Modern sociology emerged in the late 19th century in response to the evolution and complexity of social life and the need to understand the social and cultural problems created by the many socio-economic changes. Sociology has developed epistemologically and methodologically in its pursuit to study social systems, relations, and problems. Sociology and social work are among the most important areas of scientific inquiry relevant to human life and activities in contemporary societies. In the context of human society and social institutions, various phenomena and problems emerge. The understanding of these phenomena and the attempts to solve these problems constitute the core interest of sociology. Practitioners in social research and social work can contribute effectively to the scientific understanding of social problems and to the provision of appropriate solutions to these social problems. While sociology is benefiting from various human sciences, the rigorous analysis and comprehensive understanding of these sciences cannot be achieved without the rigor and the theoretical framework offered by sociology.
In the development of modern sociology, two major and complimentary activities have simultaneously existed:
- An epistemological activity interested in social research in order to discover the causes, mechanisms, principles and phenomena of social change and social problems and to establish objective scientific theories to explain social behavior; and this is the subject matter of sociology.

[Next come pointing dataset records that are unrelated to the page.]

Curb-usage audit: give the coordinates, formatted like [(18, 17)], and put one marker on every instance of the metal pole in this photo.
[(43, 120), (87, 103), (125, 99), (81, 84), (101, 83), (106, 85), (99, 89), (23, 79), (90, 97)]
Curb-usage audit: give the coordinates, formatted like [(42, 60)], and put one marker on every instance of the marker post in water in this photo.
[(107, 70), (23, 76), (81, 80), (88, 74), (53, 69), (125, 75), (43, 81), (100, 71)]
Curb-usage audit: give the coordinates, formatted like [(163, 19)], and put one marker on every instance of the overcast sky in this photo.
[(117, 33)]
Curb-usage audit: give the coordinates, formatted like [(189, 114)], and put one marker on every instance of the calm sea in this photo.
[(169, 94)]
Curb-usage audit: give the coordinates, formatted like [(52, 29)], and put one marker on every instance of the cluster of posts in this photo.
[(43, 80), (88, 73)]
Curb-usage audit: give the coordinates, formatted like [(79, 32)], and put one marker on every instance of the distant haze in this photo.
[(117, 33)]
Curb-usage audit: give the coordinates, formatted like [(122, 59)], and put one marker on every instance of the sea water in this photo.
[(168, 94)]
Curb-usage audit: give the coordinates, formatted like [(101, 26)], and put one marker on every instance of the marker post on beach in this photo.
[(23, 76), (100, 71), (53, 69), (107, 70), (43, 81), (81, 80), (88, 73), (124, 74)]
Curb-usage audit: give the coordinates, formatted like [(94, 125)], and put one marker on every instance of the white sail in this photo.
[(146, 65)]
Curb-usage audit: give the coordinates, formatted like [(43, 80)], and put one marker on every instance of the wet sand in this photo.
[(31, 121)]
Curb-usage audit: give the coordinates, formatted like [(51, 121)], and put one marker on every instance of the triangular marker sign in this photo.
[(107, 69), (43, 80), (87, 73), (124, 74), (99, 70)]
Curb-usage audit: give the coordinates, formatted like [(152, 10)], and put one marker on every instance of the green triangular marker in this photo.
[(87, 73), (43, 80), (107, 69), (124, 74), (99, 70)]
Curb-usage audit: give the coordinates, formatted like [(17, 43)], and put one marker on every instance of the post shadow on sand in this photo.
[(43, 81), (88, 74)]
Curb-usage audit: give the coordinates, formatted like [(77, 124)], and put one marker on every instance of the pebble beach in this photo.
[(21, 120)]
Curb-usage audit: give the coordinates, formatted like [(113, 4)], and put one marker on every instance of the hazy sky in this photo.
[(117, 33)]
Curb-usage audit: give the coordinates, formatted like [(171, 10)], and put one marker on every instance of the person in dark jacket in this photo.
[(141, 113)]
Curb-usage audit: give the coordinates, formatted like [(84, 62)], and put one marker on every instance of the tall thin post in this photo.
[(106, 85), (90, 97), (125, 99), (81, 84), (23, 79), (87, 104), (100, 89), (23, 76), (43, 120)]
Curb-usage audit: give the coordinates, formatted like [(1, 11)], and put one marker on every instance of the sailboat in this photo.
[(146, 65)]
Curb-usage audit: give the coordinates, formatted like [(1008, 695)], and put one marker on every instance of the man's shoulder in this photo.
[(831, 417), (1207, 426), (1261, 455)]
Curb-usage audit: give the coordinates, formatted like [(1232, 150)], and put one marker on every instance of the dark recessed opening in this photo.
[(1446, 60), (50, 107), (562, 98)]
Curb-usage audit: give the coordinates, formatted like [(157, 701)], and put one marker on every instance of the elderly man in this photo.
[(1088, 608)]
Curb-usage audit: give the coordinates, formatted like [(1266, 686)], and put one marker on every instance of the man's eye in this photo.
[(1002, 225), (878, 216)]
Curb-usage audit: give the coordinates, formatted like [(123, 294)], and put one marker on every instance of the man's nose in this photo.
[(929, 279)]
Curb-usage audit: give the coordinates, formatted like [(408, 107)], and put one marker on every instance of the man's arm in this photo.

- A practical and professional activity undertaking tangible social services to the society, social institutions and community members based on sociological principles and theories; and this applied activity is the main concern of social work.
However, sociology, it should be noted, should not be understood as the study of ‘social problems’ in the pathological sense. In fact, its areas of interest extend to the study of viable and sound social institutions, phenomena, situations and functions, with the aim of understanding their characteristics, features, factors, variables and components in order to enhance and improve their performance.
There is also a major area in contemporary sociology which studies the various possible future scenarios resulting from the social consequences of economic and/or political policies and actions. The aim of this area of inquiry is to facilitate making appropriate social decisions, or to anticipate potential problems before they occur.